I reconstructed your data from the original image (including actual CSV makes it easier for us to play with the data). I removed the redundant columns, and added an ID column to show the original row order. I also cut out some rows. I think this accurately highlights the features of your data:
ID,Sample_ID,Call_X,Call_Y,Flag
1,NA12878,C/A,C/A,
2,NA12878_1,C/C,C/C,
3,NTC,,,Not In Agreement
4,PGX000133,C/C,C/C,
5,PGX000133_1,NOAMP,NOAMP,
6,PGX000135,C/C,C/C,
7,PGX000135_D,C/C,C/C,
8,PGX000135_1,C/C,C/C,
I picture reading the CSV and creating a structure where rows are grouped together by the root of their sample ID, something like:
{
"NA12878": [
["1", "NA12878", "C/A", "C/A", ""],
["2", "NA12878_1", "C/C", "C/C", ""],
],
"NTC": [
["3", "NTC", "", "", "Not In Agreement"],
],
"PGX000133": [
["4", "PGX000133", "C/C", "C/C", ""],
["5", "PGX000133_1", "NOAMP", "NOAMP", ""],
],
"PGX000135": [
["6", "PGX000135", "C/C", "C/C", ""],
["7", "PGX000135_D", "C/C", "C/C", ""],
["8", "PGX000135_1", "C/C", "C/C", ""],
],
}
With that structure I can loop over groups of rows, and compare the call x/y values.

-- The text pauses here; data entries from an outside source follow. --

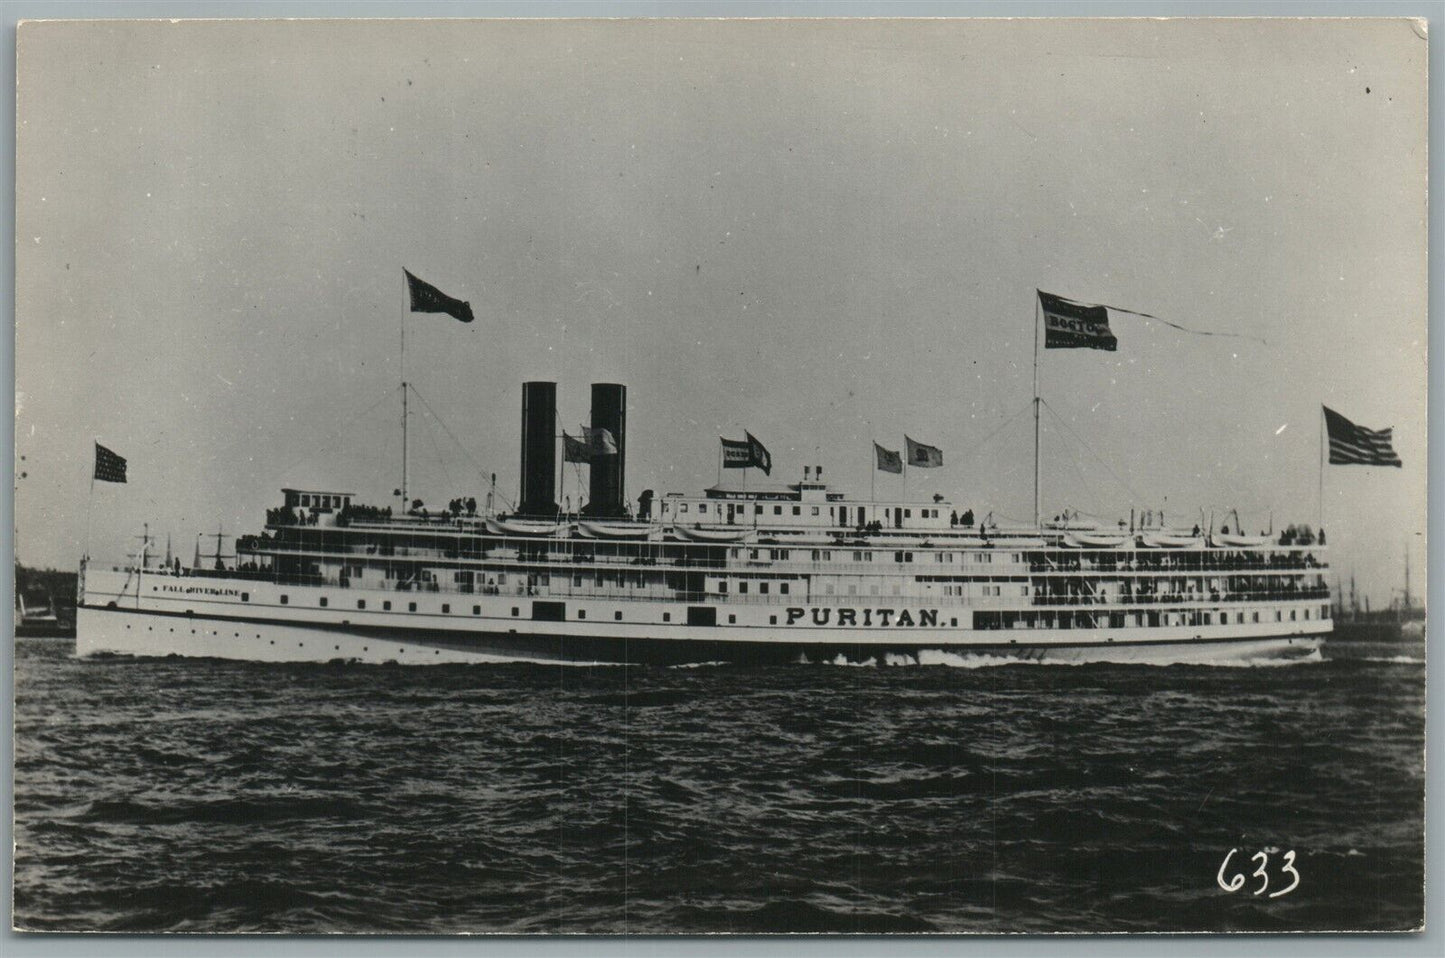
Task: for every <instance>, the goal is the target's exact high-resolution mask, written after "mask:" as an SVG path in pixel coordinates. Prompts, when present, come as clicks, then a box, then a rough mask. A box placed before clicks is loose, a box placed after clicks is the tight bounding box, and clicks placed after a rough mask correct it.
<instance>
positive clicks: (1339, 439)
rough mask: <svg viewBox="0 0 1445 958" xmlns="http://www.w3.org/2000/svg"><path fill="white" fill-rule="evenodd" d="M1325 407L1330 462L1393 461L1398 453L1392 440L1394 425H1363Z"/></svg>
mask: <svg viewBox="0 0 1445 958" xmlns="http://www.w3.org/2000/svg"><path fill="white" fill-rule="evenodd" d="M1321 409H1324V410H1325V429H1327V432H1328V433H1329V464H1331V465H1351V464H1355V465H1394V467H1400V465H1402V462H1400V457H1399V455H1397V454H1396V451H1394V446H1393V444H1392V441H1393V438H1394V429H1393V428H1390V429H1366V428H1364V426H1357V425H1354V423H1353V422H1350V420H1348V419H1345V418H1344V416H1341V415H1340V413H1337V412H1335V410H1334V409H1331V407H1329V406H1321Z"/></svg>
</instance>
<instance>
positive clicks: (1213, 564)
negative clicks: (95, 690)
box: [77, 381, 1331, 665]
mask: <svg viewBox="0 0 1445 958" xmlns="http://www.w3.org/2000/svg"><path fill="white" fill-rule="evenodd" d="M403 389H405V383H403ZM1038 402H1039V400H1038V397H1036V399H1035V413H1038ZM591 409H592V415H591V428H592V429H594V431H598V433H603V432H605V436H607V451H605V452H604V454H600V455H595V457H594V458H592V459H591V465H590V490H588V491H590V496H588V501H587V506H585V509H581V510H578V512H577V513H571V512H568V510H566V509H559V507H558V503H556V481H555V480H556V474H558V444H559V439H564V441H568V439H565V436H558V435H556V425H555V423H556V384H555V383H539V381H533V383H525V384H523V390H522V471H520V474H522V490H520V491H522V496H520V501H519V503H517V504H516V507H514V509H512V510H506V512H501V510H497V509H494V506H493V503H494V500H493V497H491V496H487V497H486V499H484V503H483V506H481V507H480V509H478V506H477V503H475V500H454V501H452V503H451V504H449V507H448V509H447V510H442V512H441V514H436V513H428V512H426V510H423V509H413V507H410V506H409V503H407V500H406V497H405V494H403V497H402V506H400V507H399V509H396V510H394V512H393V510H392V509H390V507H374V506H367V504H364V503H360V501H357V497H355V496H354V494H353V493H347V491H338V490H325V488H286V490H282V499H280V500H279V501H277V506H276V507H275V509H272V510H269V512H267V516H266V523H264V529H263V530H262V532H260V533H257V535H249V536H240V538H237V539H236V549H234V555H233V556H224V558H217V561H215V564H214V565H212V566H211V568H202V566H204V564H201V562H197V564H194V565H192V566H191V568H184V566H182V565H181V564H179V561H172V562H168V564H159V562H155V561H153V559H152V556H150V553H149V548H147V543H149V540H146V545H143V546H142V549H140V551H139V553H137V556H136V558H134V561H131V562H127V564H124V565H110V566H103V565H100V564H95V562H90V561H85V562H84V564H82V566H81V582H79V608H78V636H77V652H78V653H79V655H82V656H92V655H130V656H210V657H220V659H247V660H262V662H321V663H325V662H344V663H376V665H386V663H396V665H434V663H438V665H439V663H474V662H500V660H536V662H571V663H663V665H688V663H718V662H727V663H775V662H834V663H870V662H871V663H879V665H905V663H920V665H928V663H951V662H955V660H961V659H962V660H967V659H977V660H984V662H987V660H993V659H1003V660H1014V659H1016V660H1033V662H1065V663H1082V662H1152V663H1209V662H1241V660H1244V662H1253V660H1274V662H1283V660H1292V659H1303V657H1318V650H1319V647H1321V643H1322V642H1324V640H1325V637H1327V636H1328V633H1329V630H1331V613H1329V590H1328V587H1327V562H1325V548H1324V546H1325V543H1324V540H1322V538H1324V536H1322V533H1319V539H1316V538H1315V535H1314V533H1312V532H1301V530H1295V529H1293V527H1290V529H1286V530H1285V532H1282V533H1277V535H1276V533H1273V532H1272V533H1267V535H1259V536H1246V535H1241V533H1243V530H1240V529H1238V525H1237V523H1238V519H1237V517H1235V527H1234V530H1233V532H1230V529H1228V527H1227V526H1221V530H1220V532H1214V530H1212V529H1199V527H1198V526H1194V527H1189V529H1175V527H1170V526H1168V525H1166V523H1165V522H1163V517H1162V516H1153V514H1149V516H1143V517H1140V519H1139V520H1136V519H1133V517H1131V519H1130V520H1129V522H1127V523H1124V522H1120V523H1118V526H1117V527H1098V526H1091V525H1088V523H1081V522H1077V520H1071V517H1068V516H1061V517H1058V519H1055V520H1052V522H1036V523H1033V525H1032V526H1026V527H1000V526H998V525H997V523H994V522H991V520H988V519H984V520H977V522H975V520H974V517H972V516H971V514H970V513H967V512H965V513H964V516H959V514H958V513H957V510H955V509H954V506H952V504H951V503H949V501H948V500H945V499H942V497H933V499H932V500H929V501H877V500H874V499H871V497H870V499H850V497H848V496H845V494H844V493H841V491H835V490H834V488H832V487H831V486H829V484H827V483H825V481H824V478H822V468H821V467H803V470H802V475H801V478H798V480H796V481H793V483H788V484H776V486H762V487H759V486H757V484H756V483H754V484H753V488H747V484H746V483H744V484H736V483H724V481H721V468H720V481H718V483H717V486H714V487H711V488H707V490H705V491H702V493H701V494H681V493H669V494H665V496H660V497H657V496H653V493H652V491H644V493H642V496H640V497H639V499H637V501H636V507H633V506H631V501H630V500H627V499H626V497H624V478H626V451H627V423H626V418H627V415H626V413H627V390H626V387H624V386H621V384H616V383H598V384H594V386H592V387H591ZM565 455H566V454H565V452H564V457H565ZM1211 525H1212V523H1211ZM217 552H218V553H220V549H218V551H217ZM225 559H230V561H228V562H227V561H225Z"/></svg>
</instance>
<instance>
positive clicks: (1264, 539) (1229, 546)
mask: <svg viewBox="0 0 1445 958" xmlns="http://www.w3.org/2000/svg"><path fill="white" fill-rule="evenodd" d="M1269 542H1270V536H1234V535H1230V533H1225V532H1220V533H1215V535H1214V545H1215V546H1222V548H1228V549H1250V548H1254V546H1261V545H1266V543H1269Z"/></svg>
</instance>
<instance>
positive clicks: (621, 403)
mask: <svg viewBox="0 0 1445 958" xmlns="http://www.w3.org/2000/svg"><path fill="white" fill-rule="evenodd" d="M592 428H594V429H607V432H610V433H611V436H613V441H614V442H616V444H617V452H616V454H607V455H595V457H592V461H591V467H590V471H591V487H590V490H588V503H587V509H585V510H584V512H585V513H587V514H588V516H597V517H607V519H614V517H618V516H626V514H627V507H626V501H624V499H623V477H624V475H626V474H627V387H626V386H621V384H620V383H592ZM556 433H558V419H556V383H522V503H519V506H517V512H519V513H520V514H523V516H555V514H556V513H558V504H556V439H558V435H556Z"/></svg>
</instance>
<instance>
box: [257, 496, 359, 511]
mask: <svg viewBox="0 0 1445 958" xmlns="http://www.w3.org/2000/svg"><path fill="white" fill-rule="evenodd" d="M273 501H275V500H273ZM301 504H302V506H312V507H315V509H341V507H342V506H344V504H345V499H344V497H341V496H312V494H311V493H302V494H301Z"/></svg>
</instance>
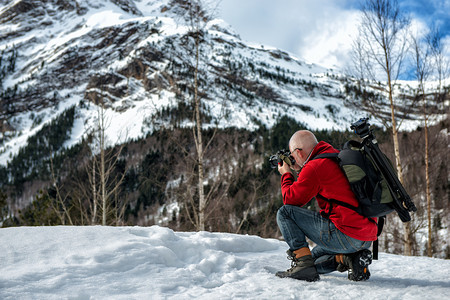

For any ID:
I use a Python set
and just update it with all call values for every group of rows:
for sample_id, rows_by_id in sample_ids.items():
call_vals = set()
for row in rows_by_id:
call_vals.update(row[2:4])
print(f"{sample_id}: {call_vals}")
NA12878: {'C/C', 'C/A'}
NTC: {''}
PGX000133: {'C/C', 'NOAMP'}
PGX000135: {'C/C'}
If I find a set with a length greater than 1, I loop back over all rows in the group and set the flag field:
...
if len(call_vals) > 1:
for row in rows_by_id:
row[4] = "Not In Agreement"
Here's my complete program, where I use a defaultdict(list)
to easily append rows to a sample ID and create that initial structure I imagined (and showed earlier).
import csv
from collections import defaultdict
def get_root_id(s):
return s.split("_", 1)[0] # NA12878_1 → NA12878; PGX000133 → PGX000133
sample_ids = defaultdict(list)
header = []
# My header will look like (w/row indices):
# ID,Sample_ID,Call_X,Call_Y,Flag
# 0 1 2 3 4
with open("input.csv", newline="") as f:
reader = csv.reader(f)
header = next(reader)
for row in reader:
root_id = get_root_id(row[1])
sample_ids[root_id].append(row)
for rows_by_id in sample_ids.values():
call_vals = set()
for row in rows_by_id:
call_vals.update(row[2:4])
if len(call_vals) > 1:
for row in rows_by_id:
row[4] = "Not In Agreement"
with open("output.csv", "w", newline="") as f:
writer = csv.writer(f)
writer.writerow(header)
for rows_by_id in sample_ids.values():
for row in rows_by_id:
writer.writerow(row)
One feature of this structure is that if your input CSV is sorted by Sample_ID, the output CSV will have the same sort... (dunno if that's important, but that's how it will work out.)
My output looks like:
ID | Sample_ID | Call_X | Call_Y | Flag |
---|---|---|---|---|
1 | NA12878 | C/A | C/A | Not In Agreement |
2 | NA12878_1 | C/C | C/C | Not In Agreement |
3 | NTC | Not In Agreement | ||
4 | PGX000133 | C/C | C/C | Not In Agreement |
5 | PGX000133_1 | NOAMP | NOAMP | Not In Agreement |
6 | PGX000135 | C/C | C/C | |
7 | PGX000135_D | C/C | C/C | |
8 | PGX000135_1 | C/C | C/C |